NGC 3052 NGC 2902
Hya
☀12.2mag
Ø 3.7' / 54''
Drawing Uwe Glahn

William Herschel discovered NGC 2992 = H III-277 = h635 on 8 Feb 1785 (sweep 371) and recorded "Two [along with NGC 2993], vF, stellar, the most north and preceding [NGC 2992] is the largest. 240x showed the same. Distance 3 or 4'. The place is that of the preceding." His position was ~45 seconds of RA too large (perhaps only recorded to the nearest min). John Herschel measured an accurate position on 16 Dec 1827 (sweep 111) and noted "Not vF; R; bM; 30"." Bindon Stoney noted a mottled appearance with LdR's 72" in 1852.

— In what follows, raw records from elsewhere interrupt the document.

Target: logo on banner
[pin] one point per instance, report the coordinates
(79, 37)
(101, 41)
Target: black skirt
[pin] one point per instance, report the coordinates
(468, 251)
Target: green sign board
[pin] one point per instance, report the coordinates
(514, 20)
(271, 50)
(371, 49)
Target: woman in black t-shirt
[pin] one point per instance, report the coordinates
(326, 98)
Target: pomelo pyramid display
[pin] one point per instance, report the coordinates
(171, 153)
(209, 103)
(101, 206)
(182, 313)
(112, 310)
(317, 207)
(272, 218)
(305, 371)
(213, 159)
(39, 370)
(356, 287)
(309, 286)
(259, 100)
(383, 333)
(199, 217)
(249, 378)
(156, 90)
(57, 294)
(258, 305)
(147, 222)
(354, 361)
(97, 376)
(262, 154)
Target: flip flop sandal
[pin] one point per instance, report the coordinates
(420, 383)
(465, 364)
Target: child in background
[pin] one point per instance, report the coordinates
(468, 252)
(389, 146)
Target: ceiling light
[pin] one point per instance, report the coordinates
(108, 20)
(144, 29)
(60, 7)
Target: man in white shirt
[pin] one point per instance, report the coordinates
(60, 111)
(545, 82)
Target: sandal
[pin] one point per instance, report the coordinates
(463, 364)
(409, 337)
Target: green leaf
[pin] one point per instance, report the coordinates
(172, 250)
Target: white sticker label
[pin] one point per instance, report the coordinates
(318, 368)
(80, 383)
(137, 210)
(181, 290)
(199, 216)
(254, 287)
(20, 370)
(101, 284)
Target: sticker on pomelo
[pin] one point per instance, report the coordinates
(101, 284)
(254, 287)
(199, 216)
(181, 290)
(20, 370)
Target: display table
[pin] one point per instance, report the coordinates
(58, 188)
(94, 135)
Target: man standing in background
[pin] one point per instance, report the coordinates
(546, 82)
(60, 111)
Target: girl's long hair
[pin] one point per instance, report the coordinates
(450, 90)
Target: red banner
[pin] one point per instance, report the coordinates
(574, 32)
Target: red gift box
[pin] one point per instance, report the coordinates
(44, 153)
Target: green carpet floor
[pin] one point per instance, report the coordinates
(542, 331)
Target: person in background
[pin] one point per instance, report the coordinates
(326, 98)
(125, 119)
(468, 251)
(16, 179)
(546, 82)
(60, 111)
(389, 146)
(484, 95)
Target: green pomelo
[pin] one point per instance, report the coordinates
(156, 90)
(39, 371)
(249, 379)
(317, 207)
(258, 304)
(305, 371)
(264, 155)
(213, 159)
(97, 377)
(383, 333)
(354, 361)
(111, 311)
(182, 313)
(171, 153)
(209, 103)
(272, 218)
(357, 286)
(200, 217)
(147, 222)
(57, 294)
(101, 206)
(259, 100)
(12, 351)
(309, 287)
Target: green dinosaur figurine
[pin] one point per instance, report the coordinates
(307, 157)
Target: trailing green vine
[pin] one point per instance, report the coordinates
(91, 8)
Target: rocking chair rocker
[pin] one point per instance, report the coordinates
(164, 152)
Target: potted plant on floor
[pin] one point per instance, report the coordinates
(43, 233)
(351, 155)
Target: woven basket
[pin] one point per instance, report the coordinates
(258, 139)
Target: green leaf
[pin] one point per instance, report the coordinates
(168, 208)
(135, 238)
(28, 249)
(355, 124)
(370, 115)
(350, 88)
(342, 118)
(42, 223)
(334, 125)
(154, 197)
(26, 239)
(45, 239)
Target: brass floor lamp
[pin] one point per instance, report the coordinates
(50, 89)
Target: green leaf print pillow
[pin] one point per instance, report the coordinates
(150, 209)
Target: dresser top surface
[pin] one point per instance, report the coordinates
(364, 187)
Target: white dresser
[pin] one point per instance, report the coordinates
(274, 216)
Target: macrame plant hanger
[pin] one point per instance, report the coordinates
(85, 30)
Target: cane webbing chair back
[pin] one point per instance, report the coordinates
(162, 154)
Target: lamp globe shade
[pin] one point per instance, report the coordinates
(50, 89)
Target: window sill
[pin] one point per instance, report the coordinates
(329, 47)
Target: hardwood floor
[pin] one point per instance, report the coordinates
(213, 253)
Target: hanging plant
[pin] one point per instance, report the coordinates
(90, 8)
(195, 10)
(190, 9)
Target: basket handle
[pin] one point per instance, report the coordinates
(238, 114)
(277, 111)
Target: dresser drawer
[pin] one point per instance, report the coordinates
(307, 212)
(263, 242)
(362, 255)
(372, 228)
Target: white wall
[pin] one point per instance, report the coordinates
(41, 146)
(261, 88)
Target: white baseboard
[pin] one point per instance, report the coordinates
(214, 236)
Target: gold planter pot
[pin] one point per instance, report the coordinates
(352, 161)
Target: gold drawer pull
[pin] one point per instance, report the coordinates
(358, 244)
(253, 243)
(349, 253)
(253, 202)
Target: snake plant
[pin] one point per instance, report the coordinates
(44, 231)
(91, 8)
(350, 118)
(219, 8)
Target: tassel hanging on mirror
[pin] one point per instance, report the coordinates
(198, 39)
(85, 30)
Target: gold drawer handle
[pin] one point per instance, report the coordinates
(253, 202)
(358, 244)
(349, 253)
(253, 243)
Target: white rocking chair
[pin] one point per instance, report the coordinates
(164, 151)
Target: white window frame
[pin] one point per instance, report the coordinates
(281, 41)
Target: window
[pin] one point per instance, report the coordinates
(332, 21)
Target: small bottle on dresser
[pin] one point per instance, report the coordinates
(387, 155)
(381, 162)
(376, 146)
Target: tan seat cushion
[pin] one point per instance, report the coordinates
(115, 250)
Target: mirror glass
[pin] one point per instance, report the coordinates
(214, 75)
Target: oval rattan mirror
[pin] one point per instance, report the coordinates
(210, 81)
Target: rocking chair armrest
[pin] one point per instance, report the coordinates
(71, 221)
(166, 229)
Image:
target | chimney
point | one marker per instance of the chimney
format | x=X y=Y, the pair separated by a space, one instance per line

300/350mm - 13.1" (3/24/84): moderately bright, small, slightly elongated SSW-NNE, bright core. Forms an interacting pair with NGC 2993 2.9' SE.

13.1" (3/3/84): fairly faint, small, roundish, small brighter core.

900/1200mm - 48" (2/19/12): this disrupted galaxy is sharply concentrated with a very bright central region that is elongated ~5:2 SSW-NNE, ~1.0'x0.4'. The central region is well concentrated with an intense core that brightens to a brilliant nucleus.

I initially noted a faint arm extending 30" SSW of the central region but on a second eyepiece look I noticed this arm is twice that length, though the surface brightness is quite low in the outer portion. A long, brighter tidal arm stretches 2' NNE, placing the central region off-center along the 3.5' major axis. This arm or tail has a low surface brightness though brightens in a patch at the NNE end (2.2' NNE of center). A 2000 multi-wavelength study in AJ,120, 1238 concludes this patch (identified as Arp 245N in NED) is a tidal dwarf galaxy still in the process of formation. The western edge of the arm has a subtle curvature. With averted vision, extremely low surface brightness haze forms a bridge extending southeast from the core of NGC 2992 towards NGC 2993 (3' between centers).